Die Täter durchsuchen systematisch Telefonbücher nach alt klingenden Namen wie Waltraud oder Eberhard. Den Hinweis unserer Leserin hält Rainer Raschke, Sprecher der Polizeidirektion Braunschweig, daher für sinnvoll – er sei aber kein Allheilmittel. „Das Entfernen aus dem Telefonbuch kann helfen – muss aber nicht. Die Täter sind beim Angriff auf das Ersparte der Opfer sehr findig und suchen sich andere Möglichkeiten, eine Rufnummer zu erlangen.“ Oft kann es schon helfen, den Vornamen im Telefonbuch abzukürzen.

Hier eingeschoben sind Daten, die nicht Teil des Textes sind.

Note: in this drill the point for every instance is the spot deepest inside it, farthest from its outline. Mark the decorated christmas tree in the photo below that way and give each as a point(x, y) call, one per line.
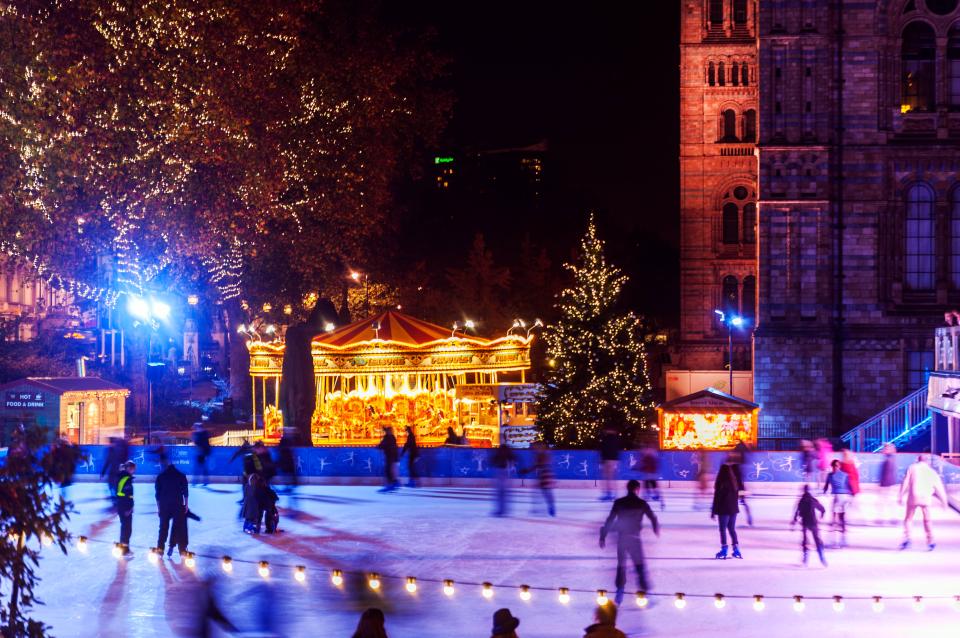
point(597, 372)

Raschke bezeichnet die Täter als „hochprofessionell“. Die Aufklärungsquote sei sehr gering. Der Polizeisprecher ist seit acht Jahren in Braunschweig. In diesem Zeitraum seien lediglich zwei Boten gefasst worden, laut Raschke „kleine Lichter“. Das Geld sei meistens verschwunden. „Das ist bitter.“ Die meisten Anrufe kämen aus dem europäischen Ausland, vermutlich aus Osteuropa. „Das ist oft nicht nachvollziehbar.“ Die Ermittler setzen daher auf Aufklärung. Sie besuchen Seniorennachmittage, sensibilisieren Bankangestellte.

Das sind die wichtigsten Tipps der Polizei gegen den Enkeltrick:

  1. Seien Sie misstrauisch, wenn sich jemand am Telefon nicht selbst mit Namen vorstellt.
  2. Legen Sie einfach den Telefonhörer auf, sobald Ihr Gesprächspartner Geld von Ihnen fordert.
  3. Vergewissern Sie sich, ob der Anrufer wirklich ein Verwandter ist: Rufen Sie die Person unter der bisher bekannten und benutzten Nummer an und lassen Sie sich den Sachverhalt bestätigen.
  4. Geben Sie keine Details zu Ihren familiären oder finanziellen Verhältnissen preis.
  5. Übergeben Sie niemals Geld an unbekannte Personen.
  6. Informieren Sie die Polizei über die 110, wenn Ihnen ein Anruf verdächtig vorkommt.
  7. Wenn Sie Opfer geworden sind: Wenden Sie sich an die Polizei und erstatten Sie Anzeige.